Literature DB >> 22085427

Phase II multicenter, randomized, double-blind study of recombinant mutated human tumor necrosis factor-α in combination with chemotherapies in cancer patients.

Meng Li1, Tianjiao Xu, Zhao Zhang, Xiaochang Xue, Cun Zhang, Xin Qin, Weina Li, Qiang Hao, Wei Zhang, Yingqi Zhang.   

Abstract

We previously prepared a tumor necrosis factor (TNF)-α mutant (rmhTNF-α) that showed higher antitumor activity and lower systemic toxicity compared with native TNF-α. The safety profile and the pharmacokinetic characteristics of rmhTNF-α were suited for clinical use according to biological Investigational New Drug application, a standard guideline for new drug investigation in China. Here, we evaluate the activity and safety of rmhTNF-α combined with chemotherapies in head/neck, lung, colorectal, stomach, and renal cancer patients. Ninety-five eligible patients received i.m. rmhTNF-α treatment combined with standard chemotherapies. Another 95 patients were treated with standard chemotherapies. After two treatment cycles, one patient achieved a complete response and 24 patients had partial response, yielding an overall response rate (complete response + partial response) of 27.47% in the rmhTNF-α plus chemotherapy cohort. The chemotherapy alone group acquired only a 11.39% response rate (P < 0.05). When compared between different cancers, a 48.89% response rate was detected in the 45 lung cancer patients of the combination cohort.
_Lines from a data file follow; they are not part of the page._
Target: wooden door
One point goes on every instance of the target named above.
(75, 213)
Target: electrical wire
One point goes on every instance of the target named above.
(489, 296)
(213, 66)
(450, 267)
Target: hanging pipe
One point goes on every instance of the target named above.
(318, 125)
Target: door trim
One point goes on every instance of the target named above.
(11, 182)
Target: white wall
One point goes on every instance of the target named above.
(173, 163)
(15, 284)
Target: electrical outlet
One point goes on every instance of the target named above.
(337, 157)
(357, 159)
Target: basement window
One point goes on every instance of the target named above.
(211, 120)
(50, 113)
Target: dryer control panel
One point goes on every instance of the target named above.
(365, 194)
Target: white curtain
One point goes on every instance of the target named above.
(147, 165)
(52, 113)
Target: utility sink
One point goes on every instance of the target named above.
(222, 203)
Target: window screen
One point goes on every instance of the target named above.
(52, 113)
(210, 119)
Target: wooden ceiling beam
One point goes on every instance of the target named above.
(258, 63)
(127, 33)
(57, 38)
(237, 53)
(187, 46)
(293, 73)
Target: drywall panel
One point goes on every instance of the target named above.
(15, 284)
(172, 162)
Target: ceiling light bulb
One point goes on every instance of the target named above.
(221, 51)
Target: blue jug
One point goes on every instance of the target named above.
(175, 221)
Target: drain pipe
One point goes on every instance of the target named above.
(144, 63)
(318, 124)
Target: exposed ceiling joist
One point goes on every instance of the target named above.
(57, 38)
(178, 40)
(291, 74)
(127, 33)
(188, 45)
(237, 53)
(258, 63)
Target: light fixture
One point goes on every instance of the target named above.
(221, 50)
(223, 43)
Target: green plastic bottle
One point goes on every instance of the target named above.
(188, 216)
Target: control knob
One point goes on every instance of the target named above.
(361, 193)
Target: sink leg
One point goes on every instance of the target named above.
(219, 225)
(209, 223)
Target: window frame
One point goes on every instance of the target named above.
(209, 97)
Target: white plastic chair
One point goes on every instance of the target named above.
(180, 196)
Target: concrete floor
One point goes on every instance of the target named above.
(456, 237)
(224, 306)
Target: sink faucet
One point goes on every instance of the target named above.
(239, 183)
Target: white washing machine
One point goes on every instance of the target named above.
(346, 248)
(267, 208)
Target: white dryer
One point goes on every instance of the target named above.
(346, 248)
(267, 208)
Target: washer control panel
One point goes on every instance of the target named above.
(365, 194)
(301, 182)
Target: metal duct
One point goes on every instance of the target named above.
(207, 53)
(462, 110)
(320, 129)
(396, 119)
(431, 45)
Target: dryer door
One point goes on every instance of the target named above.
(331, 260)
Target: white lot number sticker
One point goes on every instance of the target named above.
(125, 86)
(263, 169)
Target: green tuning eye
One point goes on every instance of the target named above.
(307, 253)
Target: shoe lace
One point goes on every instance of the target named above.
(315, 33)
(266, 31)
The most common grade 1-2 adverse events of rmhTNF-α were drug-related fever, allergy, flu-like symptoms, and myalgia. No significant difference was found in grade 3-4 toxicities between the two cohorts. Based on the results of this research, rmhTNF-α can significantly enhance the effectiveness of chemotherapy. An extended phase III trial of rmhTNF-α combined with standard chemotherapy is warranted for evaluating its antitumor activity and toxicity in a larger cohort of tumor patients. The studies in this paper were registered with the State Food and Drug Administration of China (No. 2003S00692).
© 2012 Japanese Cancer Association.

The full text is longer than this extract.